John Klein wins Sierra Club award 10.07

Written by David Green.

A Hudson area resident was chosen to receive an achievement award from the Sierra Club.

John Klein was given the Sierra Club’s 2009 Special Achievement Award that honors an individual Sierra Club member for a single act of particular importance dedicated to conservation.

Klein is honored for his photographic documentation of Concentrated Animal Feeding Operations (CAFO) activity in Michigan since March 2001. Klein took thousands of aerial photographs that were instrumental in making a case to the Michigan Department of Environmental Quality (DEQ) about  problems caused by CAFOs.

Sierra Club Michigan Chapter leader Edward Steinman stated that “not only has John volunteered his time taking and organizing the photographs, he has also become knowledgeable about CAFOs.  John’s photos are used by the Michigan Chapter water sentinel, Lynn Henning, who analyzes them for the environmental protection agencies.”

“Additionally, John’s photos have provided training for others analyzing aerial photographs,” Steinman said.

Klein said the award should not focus only on his efforts.

“While the award is being given to me,” Klein said, “it is an overall effort by members of the Environmentally Concerned Citizens of South Central Michigan [ECCSCM] who have joined together these past 10 years who have earned this award.”

Klein added that without the help of Lighhawk, an environmental non-profit volunteer pilot organization, the work would not be possible.

“I do believe that a few people working hard can make a difference,” Klein said. “The pollution from animal waste applications and careless management has been well documented by ECCSCM and the Michigan DEQ. It’s now time for our legislators to step up to the plate and protect rural residents, something that continually fails to happen.”

Klein said much work needs to be done.

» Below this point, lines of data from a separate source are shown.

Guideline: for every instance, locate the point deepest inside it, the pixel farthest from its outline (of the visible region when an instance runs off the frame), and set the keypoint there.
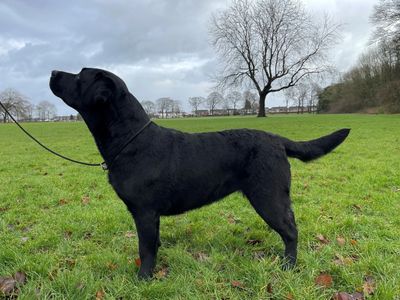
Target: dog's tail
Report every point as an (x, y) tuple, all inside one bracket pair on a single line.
[(313, 149)]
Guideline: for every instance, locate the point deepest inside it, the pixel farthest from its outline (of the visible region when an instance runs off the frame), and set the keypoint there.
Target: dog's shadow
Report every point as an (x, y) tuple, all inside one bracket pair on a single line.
[(255, 241)]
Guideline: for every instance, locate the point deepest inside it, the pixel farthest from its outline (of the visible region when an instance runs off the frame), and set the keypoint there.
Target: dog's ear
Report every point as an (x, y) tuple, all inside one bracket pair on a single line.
[(106, 88)]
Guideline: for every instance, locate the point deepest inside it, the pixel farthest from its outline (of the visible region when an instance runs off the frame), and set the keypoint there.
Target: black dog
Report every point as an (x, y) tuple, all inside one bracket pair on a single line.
[(161, 172)]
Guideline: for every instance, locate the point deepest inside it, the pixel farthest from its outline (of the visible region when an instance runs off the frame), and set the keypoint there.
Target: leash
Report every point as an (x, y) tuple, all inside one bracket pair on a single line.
[(103, 165)]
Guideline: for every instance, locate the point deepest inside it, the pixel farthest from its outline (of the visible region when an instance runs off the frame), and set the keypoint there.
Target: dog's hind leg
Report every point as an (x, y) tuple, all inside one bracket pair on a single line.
[(272, 202), (147, 226)]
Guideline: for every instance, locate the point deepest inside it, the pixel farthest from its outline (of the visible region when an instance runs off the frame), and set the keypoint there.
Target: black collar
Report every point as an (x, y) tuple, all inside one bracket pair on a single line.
[(107, 167)]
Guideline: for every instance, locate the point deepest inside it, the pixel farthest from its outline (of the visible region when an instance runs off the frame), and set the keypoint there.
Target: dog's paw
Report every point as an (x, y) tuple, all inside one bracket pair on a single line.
[(145, 274)]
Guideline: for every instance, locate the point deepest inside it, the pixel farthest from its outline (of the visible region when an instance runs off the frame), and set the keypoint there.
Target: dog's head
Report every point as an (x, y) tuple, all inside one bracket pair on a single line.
[(104, 102), (89, 90)]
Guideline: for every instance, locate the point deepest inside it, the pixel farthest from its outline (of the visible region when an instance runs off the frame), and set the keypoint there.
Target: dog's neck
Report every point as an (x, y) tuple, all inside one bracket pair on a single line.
[(112, 128)]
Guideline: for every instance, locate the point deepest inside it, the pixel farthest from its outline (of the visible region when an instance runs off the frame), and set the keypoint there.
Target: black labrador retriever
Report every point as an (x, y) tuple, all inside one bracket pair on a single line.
[(160, 172)]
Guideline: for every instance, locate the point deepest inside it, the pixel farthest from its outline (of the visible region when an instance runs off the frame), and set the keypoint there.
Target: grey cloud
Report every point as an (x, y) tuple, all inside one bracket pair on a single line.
[(159, 47)]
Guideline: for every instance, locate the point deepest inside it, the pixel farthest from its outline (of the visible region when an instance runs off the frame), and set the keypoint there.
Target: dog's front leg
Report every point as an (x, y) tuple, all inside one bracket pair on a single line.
[(147, 226)]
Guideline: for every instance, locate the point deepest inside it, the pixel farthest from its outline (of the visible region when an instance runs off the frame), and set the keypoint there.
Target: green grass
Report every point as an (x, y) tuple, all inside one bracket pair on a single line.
[(71, 250)]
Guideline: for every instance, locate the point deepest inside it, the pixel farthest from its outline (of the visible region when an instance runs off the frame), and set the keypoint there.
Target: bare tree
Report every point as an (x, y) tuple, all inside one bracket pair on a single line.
[(251, 97), (149, 107), (213, 100), (386, 18), (46, 110), (270, 44), (234, 98), (165, 106), (195, 103), (16, 103), (176, 107)]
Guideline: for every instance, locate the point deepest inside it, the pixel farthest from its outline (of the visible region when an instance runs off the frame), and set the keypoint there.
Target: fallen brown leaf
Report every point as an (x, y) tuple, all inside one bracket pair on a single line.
[(20, 277), (369, 285), (289, 297), (138, 262), (269, 288), (322, 239), (129, 234), (24, 239), (3, 209), (253, 242), (8, 286), (112, 266), (259, 255), (347, 296), (237, 284), (85, 200), (324, 280), (70, 262), (200, 256), (341, 241), (343, 261), (100, 295), (353, 242), (162, 273), (62, 201), (232, 219)]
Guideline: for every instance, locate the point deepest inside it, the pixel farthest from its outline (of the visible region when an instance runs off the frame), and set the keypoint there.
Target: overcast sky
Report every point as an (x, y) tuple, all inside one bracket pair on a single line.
[(159, 47)]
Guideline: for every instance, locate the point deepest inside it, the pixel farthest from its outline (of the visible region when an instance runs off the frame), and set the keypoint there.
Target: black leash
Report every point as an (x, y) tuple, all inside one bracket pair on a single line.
[(103, 164)]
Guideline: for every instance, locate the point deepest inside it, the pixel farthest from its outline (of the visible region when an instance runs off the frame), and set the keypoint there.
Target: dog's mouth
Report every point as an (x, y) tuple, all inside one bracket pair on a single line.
[(54, 86)]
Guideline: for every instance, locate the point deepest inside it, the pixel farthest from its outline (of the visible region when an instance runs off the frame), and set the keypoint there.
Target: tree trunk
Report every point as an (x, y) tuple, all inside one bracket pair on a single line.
[(261, 108)]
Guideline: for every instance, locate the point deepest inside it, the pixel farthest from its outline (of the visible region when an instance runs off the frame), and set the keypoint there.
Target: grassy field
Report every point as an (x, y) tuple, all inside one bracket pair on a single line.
[(64, 227)]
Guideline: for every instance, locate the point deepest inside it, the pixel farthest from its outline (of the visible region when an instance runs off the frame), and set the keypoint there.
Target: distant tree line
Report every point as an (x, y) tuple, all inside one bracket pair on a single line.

His efforts help monitor surface water, but potential ground water issues are often overlooked. He said the Michigan DEQ has discovered ground water pollution near one large farm in the state.

Klein has photographed about 120 sites, or approximately half of the CAFOs in Michigan, in addition to sites in northwest Ohio. About 20 CAFOs have been covered multiple times, which Steinman said has demonstrated to the DEQ a disregard of regulations and compliance orders at certain sites.

“The photos have been the primary driving force for judgments and fines against CAFO operators and have often been the only evidence of violations and non-compliance after consent judgments have been issued,” Steinman said.

The award was presented at the Sept. 16 meeting of Environmentally Concerned Citizens of South Central Michigan, and was announced at the Sierra Club’s annual meeting last month in San Francisco.